Removing elements of a list while iterating over it is never a good idea.在迭代列表时删除列表的元素从来都不是一个好主意。 The appropriate way to do this would be to use a
collections.Counter
with a list comprehension :执行此操作的适当方法是使用带有列表理解的
collections.Counter
:
>>> from collections import Counter
>>> d = [1, 2, 1, 2, 4, 4, 5, 'a', 'b', 'a', 'b', 'c', 6, 'f', 3]
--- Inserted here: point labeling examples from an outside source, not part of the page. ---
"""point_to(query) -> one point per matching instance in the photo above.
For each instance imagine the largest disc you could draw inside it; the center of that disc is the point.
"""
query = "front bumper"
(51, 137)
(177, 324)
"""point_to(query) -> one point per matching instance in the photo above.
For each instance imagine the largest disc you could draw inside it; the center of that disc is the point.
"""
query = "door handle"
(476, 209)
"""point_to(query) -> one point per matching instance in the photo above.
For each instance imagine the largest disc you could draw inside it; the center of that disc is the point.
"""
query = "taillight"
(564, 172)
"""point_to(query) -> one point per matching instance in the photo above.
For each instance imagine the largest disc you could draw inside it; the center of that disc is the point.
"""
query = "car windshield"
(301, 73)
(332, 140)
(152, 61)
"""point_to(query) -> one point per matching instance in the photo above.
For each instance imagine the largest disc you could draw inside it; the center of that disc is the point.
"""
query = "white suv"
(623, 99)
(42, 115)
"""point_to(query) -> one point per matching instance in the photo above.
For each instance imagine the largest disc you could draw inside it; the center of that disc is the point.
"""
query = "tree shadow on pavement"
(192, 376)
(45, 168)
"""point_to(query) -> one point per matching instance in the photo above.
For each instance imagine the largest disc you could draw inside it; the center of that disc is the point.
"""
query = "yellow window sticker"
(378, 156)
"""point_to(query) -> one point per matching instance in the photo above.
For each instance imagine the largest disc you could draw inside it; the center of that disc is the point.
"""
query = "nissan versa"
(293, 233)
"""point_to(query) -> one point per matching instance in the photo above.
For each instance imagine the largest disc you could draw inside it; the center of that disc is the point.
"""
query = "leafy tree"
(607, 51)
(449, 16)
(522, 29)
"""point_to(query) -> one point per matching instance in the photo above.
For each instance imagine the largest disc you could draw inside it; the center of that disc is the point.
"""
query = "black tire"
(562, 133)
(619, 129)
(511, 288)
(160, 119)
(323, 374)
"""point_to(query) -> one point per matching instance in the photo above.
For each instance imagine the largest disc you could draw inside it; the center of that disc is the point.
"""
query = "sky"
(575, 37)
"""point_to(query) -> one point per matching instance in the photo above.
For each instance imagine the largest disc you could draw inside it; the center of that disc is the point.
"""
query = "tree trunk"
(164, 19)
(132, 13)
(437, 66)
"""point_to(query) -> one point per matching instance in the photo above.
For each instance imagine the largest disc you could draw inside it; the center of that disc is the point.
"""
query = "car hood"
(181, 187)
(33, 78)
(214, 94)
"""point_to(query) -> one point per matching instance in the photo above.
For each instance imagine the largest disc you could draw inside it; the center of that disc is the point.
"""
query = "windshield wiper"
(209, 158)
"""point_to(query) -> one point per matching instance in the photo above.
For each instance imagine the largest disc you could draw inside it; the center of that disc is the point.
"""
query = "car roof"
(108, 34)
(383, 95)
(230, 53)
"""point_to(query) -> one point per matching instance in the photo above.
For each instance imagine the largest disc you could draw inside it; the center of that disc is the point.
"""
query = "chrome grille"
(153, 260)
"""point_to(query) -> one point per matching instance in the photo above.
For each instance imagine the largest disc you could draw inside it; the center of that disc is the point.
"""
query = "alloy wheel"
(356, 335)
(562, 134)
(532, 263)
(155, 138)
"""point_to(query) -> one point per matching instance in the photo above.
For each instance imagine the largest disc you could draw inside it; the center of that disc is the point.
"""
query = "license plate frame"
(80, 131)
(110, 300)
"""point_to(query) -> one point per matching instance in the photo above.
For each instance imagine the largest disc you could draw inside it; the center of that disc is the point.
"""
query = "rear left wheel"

>>> # Use items() instead of iteritems() in Python 3
>>> [k for (k,v) in Counter(d).iteritems() if v > 1]
['a', 1, 2, 'b', 4]
If you want keep the duplicate elements in the order in which they appear in your list:如果您想按照它们在列表中出现的顺序保留重复元素:
>>> keep = {k for (k,v) in Counter(d).iteritems() if v > 1}
>>> [x for x in d if x in keep]
[1, 2, 1, 2, 4, 4, 'a', 'b', 'a', 'b']
I'll try to explain why your approach doesn't work.我会试着解释为什么你的方法不起作用。 To understand why some elements aren't removed as they should be, imagine that we want to remove all
b
s from the list [a, b, b, c]
while looping over it.要理解为什么某些元素没有按原样删除,请想象我们要在循环遍历列表
[a, b, b, c]
时从列表中删除所有b
。 It'll look something like this:它看起来像这样:
+-----------------------+ | a | b | b | c | +-----------------------+ ^ (first iteration) +-----------------------+ | a | b | b | c | +-----------------------+ ^ (next iteration: we found a 'b' -- remove it) +-----------------------+ | a | | b | c | +-----------------------+ ^ (removed b) +-----------------+ | a | b | c | +-----------------+ ^ (shift subsequent elements down to fill vacancy) +-----------------+ | a | b | c | +-----------------+ ^ (next iteration)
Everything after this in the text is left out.